Functional and structural stability of the epidermal growth factor receptor in detergent micelles and phospholipid nanodiscs

Abstract

Cellular signaling mediated by the epidermal growth factor receptor (EGFR or ErbB) family of receptor tyrosine kinases plays an important role in regulating normal and oncogenic cellular physiology. While structures of isolated EGFR extracellular domains and intracellular protein tyrosine kinase domains have suggested mechanisms for growth factor-mediated receptor dimerization and allosteric kinase domain activation, understanding how the transmembrane and juxtamembrane domains contribute to transmembrane signaling requires structural studies on intact receptor molecules. In this report, recombinant EGFR constructs containing the extracellular, transmembrane, juxtamembrane, and kinase domains are overexpressed and purified from human embryonic kidney 293 cell cultures.

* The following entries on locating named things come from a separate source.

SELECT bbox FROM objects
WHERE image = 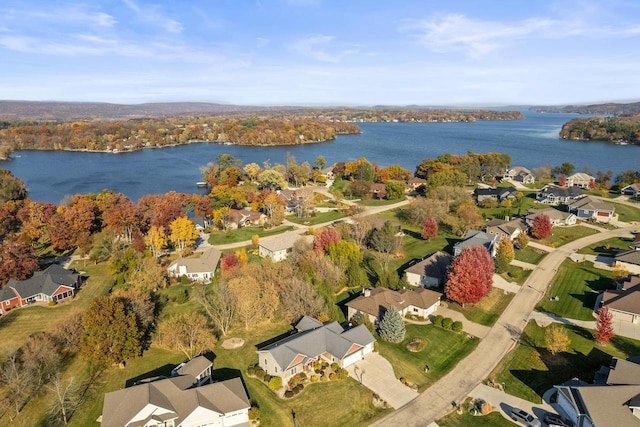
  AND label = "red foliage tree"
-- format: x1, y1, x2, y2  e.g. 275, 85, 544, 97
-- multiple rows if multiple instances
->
0, 240, 38, 286
444, 246, 494, 306
422, 217, 438, 240
313, 228, 341, 252
558, 175, 567, 187
531, 214, 551, 239
220, 254, 240, 276
594, 307, 616, 345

The oligomerization state, overall structure, and functional stability of the purified EGF-bound receptor are characterized in detergent micelles and phospholipid bilayers. In the presence of EGF, catalytically active EGFR dimers can be isolated by gel filtration in dodecyl maltoside. Visualization of the dimeric species by negative stain electron microscopy and single particle averaging reveals an overall structure of the extracellular domain that is similar to previously published crystal structures and is consistent with the C-termini of domain IV being juxtaposed against one another as they enter the transmembrane domain. Although detergent-soluble preparations of EGFR are stable as dimers in the presence of EGF, they exhibit differential functional stability in Triton X-100 versus dodecyl maltoside. Furthermore, the kinase activity can be significantly stabilized by reconstituting purified EGF-bound EGFR dimers in phospholipid nanodiscs or vesicles, suggesting that the environment around the hydrophobic transmembrane and amphipathic juxtamembrane domains is important for stabilizing the tyrosine kinase activity in vitro.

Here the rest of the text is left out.